Computer Engineering and Applications ›› 2012, Vol. 48 ›› Issue (30): 122-127.

Previous Articles     Next Articles

Optimized K-means clustering algorithm based on simulated harmonic oscillator

YU Haitao1, WANG Huiqiang2, LI Zi1, HAN Lijuan3   

  1. 1.School of Computer Science and Information Technology, Daqing Normal University, Daqing, Heilongjiang 163712, China
    2.School of Computer Science and Technology, Harbin Engineering University, Harbin 150001, China
    3.4th Oil Production Plant, PetroChina Daqing Oilfield, Daqing, Heilongjiang 163712, China
  • Online:2012-10-21 Published:2012-10-22

基于模拟谐振子的优化K-means聚类算法

于海涛1,2,王慧强2,李  梓1,韩立娟3   

  1. 1.大庆师范学院 计算机科学与信息技术学院,黑龙江 大庆 163712
    2.哈尔滨工程大学 计算机科学与技术学院,哈尔滨 150001
    3.大庆石油管理局采油四厂,黑龙江 大庆 163712

Abstract: Aiming at the lack of global search capability of K-means algorithm, optimized K-means clustering algorithm based on Simulated Harmonic Oscillator(SHO-KM) is presented, which can overcome the problem of initial clustering center selection sensitivity of K-means and can obtain global optimized clustering partition. To improve clustering partition quality, an attribute-weighting distance computation method based on Fisher value is used in custering process. The better clustering partition can also be obtained for whether spherical data or ellipsodal data. Simulation experiment is implemented over data set KDD-99. The result shows that the satisfying detection rate and false acceptance rate can be obtained in network intrusion detection.
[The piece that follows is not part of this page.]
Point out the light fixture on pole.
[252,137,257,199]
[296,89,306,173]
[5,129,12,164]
Key words: clustering, simulated harmonic oscillator, Fisher value, attribute-weighting, intrusion detection

摘要: 针对K-means算法全局搜索能力的不足,提出了基于模拟谐振子的优化K-means聚类算法(SHO-KM),该算法克服了K-means聚类算法对初始聚类中心选择敏感问题,能够获得全局最优的聚类划分。为了提高聚类划分质量,在聚类过程中采用基于Fisher分值的属性加权的实体之间距离计算方法,使用属性加权距离计算方法进行聚类划分时,无论是球形数据还是椭球形数据都能够获得较好的聚类划分结果。对KDD-99数据集的仿真实验结果表明,该算法在入侵检测中获得了理想的检测率和误报率。

关键词: 聚类, 模拟谐振子, Fisher分值, 属性加权, 入侵检测